An illegal cannot adjust status in the US 
Marriage and babies will not help either ..that is a myth 
To become legal you have to return home 

I will not give you advice but suggest you go and talk to an AILA LAWYER
AILA's Immigration Lawyer Search


----------



## BBCWatcher (Dec 28, 2012)

Davis1, did it occur to you that Pyrrhic was a minor in 2003 (and presumably for some substantial time thereafter)? That's what "DACA" is. Let's suppose he was 10 years old. How was a 10 year old in 2004 supposed to hop on an international airline flight by himself? Were you going to pay for his ticket? 

Come on, get real. Blame his parents if you want, but I think your venom is entirely misplaced.
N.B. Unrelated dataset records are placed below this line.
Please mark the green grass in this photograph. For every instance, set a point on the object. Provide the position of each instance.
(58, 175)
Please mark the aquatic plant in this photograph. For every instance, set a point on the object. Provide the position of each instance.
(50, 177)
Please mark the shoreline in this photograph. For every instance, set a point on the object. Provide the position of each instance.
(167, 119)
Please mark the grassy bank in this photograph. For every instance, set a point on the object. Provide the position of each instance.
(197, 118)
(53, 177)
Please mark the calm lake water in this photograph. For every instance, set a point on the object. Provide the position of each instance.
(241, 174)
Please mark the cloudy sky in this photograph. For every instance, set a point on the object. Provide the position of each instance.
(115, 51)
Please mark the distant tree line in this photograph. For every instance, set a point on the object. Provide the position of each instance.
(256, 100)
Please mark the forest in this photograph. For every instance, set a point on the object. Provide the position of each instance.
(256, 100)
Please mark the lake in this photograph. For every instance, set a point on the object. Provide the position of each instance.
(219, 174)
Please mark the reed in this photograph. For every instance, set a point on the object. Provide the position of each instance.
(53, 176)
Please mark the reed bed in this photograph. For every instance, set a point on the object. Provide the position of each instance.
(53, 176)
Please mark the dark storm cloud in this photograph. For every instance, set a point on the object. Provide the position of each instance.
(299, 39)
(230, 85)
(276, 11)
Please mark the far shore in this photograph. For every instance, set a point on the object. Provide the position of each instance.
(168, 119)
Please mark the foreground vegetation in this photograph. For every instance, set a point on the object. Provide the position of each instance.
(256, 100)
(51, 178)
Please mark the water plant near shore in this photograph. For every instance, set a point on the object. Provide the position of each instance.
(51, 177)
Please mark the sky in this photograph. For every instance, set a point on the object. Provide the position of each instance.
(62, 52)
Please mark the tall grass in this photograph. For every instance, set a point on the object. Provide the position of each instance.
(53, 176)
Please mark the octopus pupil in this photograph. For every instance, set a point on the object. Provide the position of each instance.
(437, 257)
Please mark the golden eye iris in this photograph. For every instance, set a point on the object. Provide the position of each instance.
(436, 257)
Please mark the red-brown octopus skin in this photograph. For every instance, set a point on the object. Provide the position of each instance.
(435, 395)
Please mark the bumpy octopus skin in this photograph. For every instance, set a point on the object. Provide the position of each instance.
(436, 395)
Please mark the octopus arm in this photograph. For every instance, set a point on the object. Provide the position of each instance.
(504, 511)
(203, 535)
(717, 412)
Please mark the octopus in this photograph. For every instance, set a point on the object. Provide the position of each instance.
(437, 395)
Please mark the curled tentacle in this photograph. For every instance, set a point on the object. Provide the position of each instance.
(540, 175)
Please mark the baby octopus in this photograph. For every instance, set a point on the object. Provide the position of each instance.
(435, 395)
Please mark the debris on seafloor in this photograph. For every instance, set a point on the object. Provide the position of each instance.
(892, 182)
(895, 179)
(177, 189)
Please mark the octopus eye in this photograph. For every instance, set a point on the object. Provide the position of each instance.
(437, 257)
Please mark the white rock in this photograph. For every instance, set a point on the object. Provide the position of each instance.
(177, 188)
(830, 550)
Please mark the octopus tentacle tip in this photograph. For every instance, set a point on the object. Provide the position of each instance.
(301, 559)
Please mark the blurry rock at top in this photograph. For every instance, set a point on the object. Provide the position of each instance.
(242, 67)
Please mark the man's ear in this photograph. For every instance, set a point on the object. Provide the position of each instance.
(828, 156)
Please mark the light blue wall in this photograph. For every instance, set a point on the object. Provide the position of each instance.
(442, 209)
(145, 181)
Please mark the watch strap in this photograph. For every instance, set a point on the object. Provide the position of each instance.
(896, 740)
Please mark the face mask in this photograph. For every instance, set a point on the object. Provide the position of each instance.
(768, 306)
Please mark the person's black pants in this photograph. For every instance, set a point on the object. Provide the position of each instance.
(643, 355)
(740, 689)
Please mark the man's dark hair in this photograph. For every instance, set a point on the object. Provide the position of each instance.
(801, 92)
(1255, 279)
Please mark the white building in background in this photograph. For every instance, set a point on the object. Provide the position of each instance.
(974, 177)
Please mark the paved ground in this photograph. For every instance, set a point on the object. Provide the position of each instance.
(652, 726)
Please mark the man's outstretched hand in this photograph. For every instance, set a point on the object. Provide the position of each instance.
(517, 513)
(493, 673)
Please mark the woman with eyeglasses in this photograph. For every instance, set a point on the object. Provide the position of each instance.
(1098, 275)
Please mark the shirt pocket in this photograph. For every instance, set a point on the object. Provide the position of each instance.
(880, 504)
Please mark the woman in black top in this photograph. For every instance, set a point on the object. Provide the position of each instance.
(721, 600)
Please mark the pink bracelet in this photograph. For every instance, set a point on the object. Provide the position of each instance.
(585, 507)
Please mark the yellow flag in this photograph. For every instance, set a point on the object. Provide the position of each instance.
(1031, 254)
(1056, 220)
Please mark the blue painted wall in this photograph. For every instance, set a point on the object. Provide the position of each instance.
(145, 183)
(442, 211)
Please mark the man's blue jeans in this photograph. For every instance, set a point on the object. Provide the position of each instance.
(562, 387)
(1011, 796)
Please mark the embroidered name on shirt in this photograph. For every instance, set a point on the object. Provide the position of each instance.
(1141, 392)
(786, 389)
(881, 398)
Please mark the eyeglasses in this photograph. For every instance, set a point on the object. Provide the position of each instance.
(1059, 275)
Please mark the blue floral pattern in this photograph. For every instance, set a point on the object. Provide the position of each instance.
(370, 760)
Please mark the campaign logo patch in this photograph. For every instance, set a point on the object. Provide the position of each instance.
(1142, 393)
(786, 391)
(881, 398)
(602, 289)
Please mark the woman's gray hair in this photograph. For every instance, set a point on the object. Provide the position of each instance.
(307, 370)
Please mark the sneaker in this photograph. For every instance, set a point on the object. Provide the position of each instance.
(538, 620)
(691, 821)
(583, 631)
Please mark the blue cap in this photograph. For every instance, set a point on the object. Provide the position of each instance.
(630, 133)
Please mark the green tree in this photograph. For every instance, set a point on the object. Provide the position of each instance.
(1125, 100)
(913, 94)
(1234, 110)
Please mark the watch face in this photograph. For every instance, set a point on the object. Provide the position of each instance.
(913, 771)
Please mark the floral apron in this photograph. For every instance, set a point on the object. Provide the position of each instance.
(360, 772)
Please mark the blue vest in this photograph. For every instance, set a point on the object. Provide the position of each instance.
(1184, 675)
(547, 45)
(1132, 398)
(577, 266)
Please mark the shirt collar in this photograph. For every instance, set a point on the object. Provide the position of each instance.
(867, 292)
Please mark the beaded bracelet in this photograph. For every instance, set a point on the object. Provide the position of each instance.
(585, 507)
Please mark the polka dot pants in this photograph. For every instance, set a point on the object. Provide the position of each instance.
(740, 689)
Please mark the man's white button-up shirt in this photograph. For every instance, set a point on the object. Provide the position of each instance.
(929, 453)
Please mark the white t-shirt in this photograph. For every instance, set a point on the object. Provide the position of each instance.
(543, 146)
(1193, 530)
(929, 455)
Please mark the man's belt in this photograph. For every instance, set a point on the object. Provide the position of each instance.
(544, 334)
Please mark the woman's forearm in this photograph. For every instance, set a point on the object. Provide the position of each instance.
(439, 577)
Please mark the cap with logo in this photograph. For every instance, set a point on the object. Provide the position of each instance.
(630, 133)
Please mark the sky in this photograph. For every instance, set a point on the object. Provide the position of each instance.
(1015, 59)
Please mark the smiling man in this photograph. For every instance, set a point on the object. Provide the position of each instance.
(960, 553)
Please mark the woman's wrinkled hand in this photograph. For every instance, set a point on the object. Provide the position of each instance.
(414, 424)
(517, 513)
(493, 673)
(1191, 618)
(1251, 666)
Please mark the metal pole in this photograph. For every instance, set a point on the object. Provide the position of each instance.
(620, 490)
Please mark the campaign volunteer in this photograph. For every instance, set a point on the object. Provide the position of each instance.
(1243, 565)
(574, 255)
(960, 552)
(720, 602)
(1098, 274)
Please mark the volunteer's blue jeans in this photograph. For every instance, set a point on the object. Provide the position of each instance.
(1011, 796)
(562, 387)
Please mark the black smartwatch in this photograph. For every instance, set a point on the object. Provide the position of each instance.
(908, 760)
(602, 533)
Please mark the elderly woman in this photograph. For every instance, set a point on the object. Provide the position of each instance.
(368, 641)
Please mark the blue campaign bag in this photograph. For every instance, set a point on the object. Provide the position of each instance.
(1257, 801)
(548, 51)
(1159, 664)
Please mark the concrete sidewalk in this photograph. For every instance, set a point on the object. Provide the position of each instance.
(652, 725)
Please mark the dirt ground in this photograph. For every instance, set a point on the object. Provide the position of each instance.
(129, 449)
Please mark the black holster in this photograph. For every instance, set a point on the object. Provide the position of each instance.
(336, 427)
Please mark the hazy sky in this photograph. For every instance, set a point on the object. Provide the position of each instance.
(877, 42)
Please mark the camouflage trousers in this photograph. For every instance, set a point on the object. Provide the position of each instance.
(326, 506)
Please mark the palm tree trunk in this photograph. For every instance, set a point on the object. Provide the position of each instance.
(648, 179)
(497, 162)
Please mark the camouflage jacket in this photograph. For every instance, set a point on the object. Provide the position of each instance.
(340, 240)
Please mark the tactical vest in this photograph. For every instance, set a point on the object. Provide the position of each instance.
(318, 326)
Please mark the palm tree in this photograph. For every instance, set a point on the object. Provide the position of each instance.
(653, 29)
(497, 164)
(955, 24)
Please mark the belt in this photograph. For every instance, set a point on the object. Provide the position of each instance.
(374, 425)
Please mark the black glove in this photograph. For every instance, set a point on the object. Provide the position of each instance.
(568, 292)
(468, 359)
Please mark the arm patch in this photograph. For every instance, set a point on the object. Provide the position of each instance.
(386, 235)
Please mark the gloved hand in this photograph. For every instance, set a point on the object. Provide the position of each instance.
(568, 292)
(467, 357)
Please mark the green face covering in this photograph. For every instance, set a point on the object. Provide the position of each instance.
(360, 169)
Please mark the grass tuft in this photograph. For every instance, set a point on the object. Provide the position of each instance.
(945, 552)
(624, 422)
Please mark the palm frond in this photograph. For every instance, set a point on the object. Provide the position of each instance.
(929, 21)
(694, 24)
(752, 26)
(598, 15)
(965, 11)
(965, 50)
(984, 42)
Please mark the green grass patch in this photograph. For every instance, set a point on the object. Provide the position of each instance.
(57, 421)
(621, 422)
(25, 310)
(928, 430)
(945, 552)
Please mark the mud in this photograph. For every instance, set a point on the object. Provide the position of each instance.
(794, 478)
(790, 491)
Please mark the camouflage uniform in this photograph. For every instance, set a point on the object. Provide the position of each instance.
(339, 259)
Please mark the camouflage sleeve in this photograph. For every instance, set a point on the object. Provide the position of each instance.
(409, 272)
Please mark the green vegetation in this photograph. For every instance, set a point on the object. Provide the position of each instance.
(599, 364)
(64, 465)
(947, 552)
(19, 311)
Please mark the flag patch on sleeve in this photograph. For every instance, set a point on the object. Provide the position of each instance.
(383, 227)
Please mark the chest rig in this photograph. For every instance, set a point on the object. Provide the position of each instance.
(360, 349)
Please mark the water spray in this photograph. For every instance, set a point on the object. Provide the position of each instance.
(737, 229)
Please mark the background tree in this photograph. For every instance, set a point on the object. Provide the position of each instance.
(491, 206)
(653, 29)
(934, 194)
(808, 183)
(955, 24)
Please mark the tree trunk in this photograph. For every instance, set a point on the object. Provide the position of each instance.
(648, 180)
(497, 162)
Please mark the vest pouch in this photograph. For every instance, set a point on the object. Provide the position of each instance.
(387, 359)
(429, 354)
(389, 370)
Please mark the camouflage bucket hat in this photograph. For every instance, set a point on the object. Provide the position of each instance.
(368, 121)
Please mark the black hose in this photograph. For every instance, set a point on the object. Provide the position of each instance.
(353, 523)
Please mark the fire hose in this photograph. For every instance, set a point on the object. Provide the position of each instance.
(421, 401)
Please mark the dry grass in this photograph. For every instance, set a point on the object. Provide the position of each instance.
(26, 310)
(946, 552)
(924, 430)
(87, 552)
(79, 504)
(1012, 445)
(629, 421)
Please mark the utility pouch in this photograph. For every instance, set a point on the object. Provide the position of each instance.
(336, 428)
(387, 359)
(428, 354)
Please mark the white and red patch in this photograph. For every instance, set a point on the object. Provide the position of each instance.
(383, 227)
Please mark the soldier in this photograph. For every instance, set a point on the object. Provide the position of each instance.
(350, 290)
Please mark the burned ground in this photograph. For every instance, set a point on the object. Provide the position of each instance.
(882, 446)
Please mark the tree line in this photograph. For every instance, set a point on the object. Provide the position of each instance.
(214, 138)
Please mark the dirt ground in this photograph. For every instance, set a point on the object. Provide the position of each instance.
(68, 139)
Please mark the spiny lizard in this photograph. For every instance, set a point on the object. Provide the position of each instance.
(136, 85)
OK, Pyrrhic, to answer your question your best bet is to come up with something reasonable to satisfy the DACA requirements. For example, do you have old mobile telephone records, or could you get them? Something, anything that establishes your physical presence in the United States. Who else knew of your presence, and would they be able to supply statements? Church attendance (such as Sunday school records)? Facebook history (with photos)? Think of anything, everything that might indicate your physical presence in the United States.


----------



## Bevdeforges (Nov 16, 2007)

BBCWatcher raises an interesting point here. How old were you when you were brought over? And what was your stepfather's status?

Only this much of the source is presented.